Abrí los míos con terror. La idea de apoderó de tal modo de mi mente que me recorrió un escalofrío de miedo, y quise cambiar la horrible imagen de mi fantasía por realidades de mi alrededor. Todavía las veo: la misma habitación, el parque oscuro, las contraventanas cerradas con la luna filtrándose a través, y la impresión que yo tenía de que el lago cristalino y los blancos y elevados Alpes estaban más allá. No pude librarme tan fácilmente de mi espantoso fantasma; seguía presente en mi imaginación. Debía tratar de pensar en otra cosa. Recurrí a mi historia de fantasmas... ¡mi tediosa, desafortunada historia de fantasmas! ¡Oh! ¡Si al menos lograra inventar una que asustase a mi lector como me había asustado yo esa noche!

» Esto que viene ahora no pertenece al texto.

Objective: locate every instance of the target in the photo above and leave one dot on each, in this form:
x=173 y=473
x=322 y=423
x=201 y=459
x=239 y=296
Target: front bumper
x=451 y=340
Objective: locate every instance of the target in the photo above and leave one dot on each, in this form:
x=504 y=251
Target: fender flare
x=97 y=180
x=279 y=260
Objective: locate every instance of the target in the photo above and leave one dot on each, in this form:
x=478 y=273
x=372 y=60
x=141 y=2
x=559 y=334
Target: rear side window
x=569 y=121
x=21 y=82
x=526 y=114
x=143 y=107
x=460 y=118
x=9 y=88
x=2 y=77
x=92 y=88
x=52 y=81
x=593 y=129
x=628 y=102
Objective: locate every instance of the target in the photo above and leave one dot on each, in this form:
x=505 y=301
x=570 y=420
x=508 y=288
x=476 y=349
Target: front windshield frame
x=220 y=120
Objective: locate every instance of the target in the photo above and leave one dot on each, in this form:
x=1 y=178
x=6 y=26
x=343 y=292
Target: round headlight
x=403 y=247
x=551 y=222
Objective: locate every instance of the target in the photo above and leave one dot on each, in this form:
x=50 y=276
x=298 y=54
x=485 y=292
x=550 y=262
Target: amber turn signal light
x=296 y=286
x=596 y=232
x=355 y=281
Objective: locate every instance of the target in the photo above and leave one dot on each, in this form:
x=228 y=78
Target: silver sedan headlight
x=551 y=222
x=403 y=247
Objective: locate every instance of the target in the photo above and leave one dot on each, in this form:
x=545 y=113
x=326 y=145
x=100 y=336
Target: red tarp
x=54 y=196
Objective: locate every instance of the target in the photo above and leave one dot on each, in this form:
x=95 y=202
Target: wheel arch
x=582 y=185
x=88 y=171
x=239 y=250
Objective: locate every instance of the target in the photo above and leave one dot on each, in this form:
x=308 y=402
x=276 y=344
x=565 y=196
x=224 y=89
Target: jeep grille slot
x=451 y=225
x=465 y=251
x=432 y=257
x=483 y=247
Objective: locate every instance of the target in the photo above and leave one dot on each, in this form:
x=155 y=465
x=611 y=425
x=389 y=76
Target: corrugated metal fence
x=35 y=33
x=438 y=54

Veloz y animada como la luz fue la idea que se me ocurrió. “¡La encontré! Lo que me ha aterrado a mí aterrará a los demás; sólo necesito describir el espectro que ha visitado mi almohada a medianoche.” A la mañana siguiente anuncié que había pensado una historia. Empecé ese día con las palabras: “Una lúgubre noche de noviembre”, consignando sólo estrictamente los tremendo terrores del sueño que me despertó. Al principio pensé escribir unas pocas páginas, un cuento corto; pero Shelley me insistió en que desarrollase más la idea. Ciertamente, no debo a mi esposo la sugerencia de una sola idea, ni siquiera de un sentimiento; sin embargo, de no ser por su estímulo, jamás habría recibido la forma en que ha salido a la luz. De esta aclaración debo exceptuar el prefacio. Que yo recuerde, lo escribió enteramente él.

Y ahora, una vez más, pido a mi horrenda criatura que salga al mundo y que prospere. Siento afecto por ella, pues fue el fruto de unos días felices, en que la muerte y el dolor no eran sino palabras que no encontraban verdadero eco en mi corazón. Sus diversas páginas hablan de muchos paseos, muchos viajes y muchas conversaciones, cuando yo no estaba sola; y mi compañero era alguien a quien no veré más en este mundo. Pero esto es para mí; a mis lectores no les incumben estas asociaciones.

Sólo añadiré unas palabras sobre las alteraciones que he introducido. Son principalmente de estilo. No ha cambiado parte alguna del relato ni he introducido ideas ni circunstancias nuevas. He corregido el lenguaje donde era tan soso que mermaba el interés del relato; estos cambios aparecen casi exclusivamente al principio del primer volumen. En los demás, se limitan a aquellas partes que son meras adiciones a la historia, dejando intactos su fondo y su sustancia.

M. W. S.

Londres, 15 de octubre de 1831

*Introducción de la autora para la edición de Standard Novels.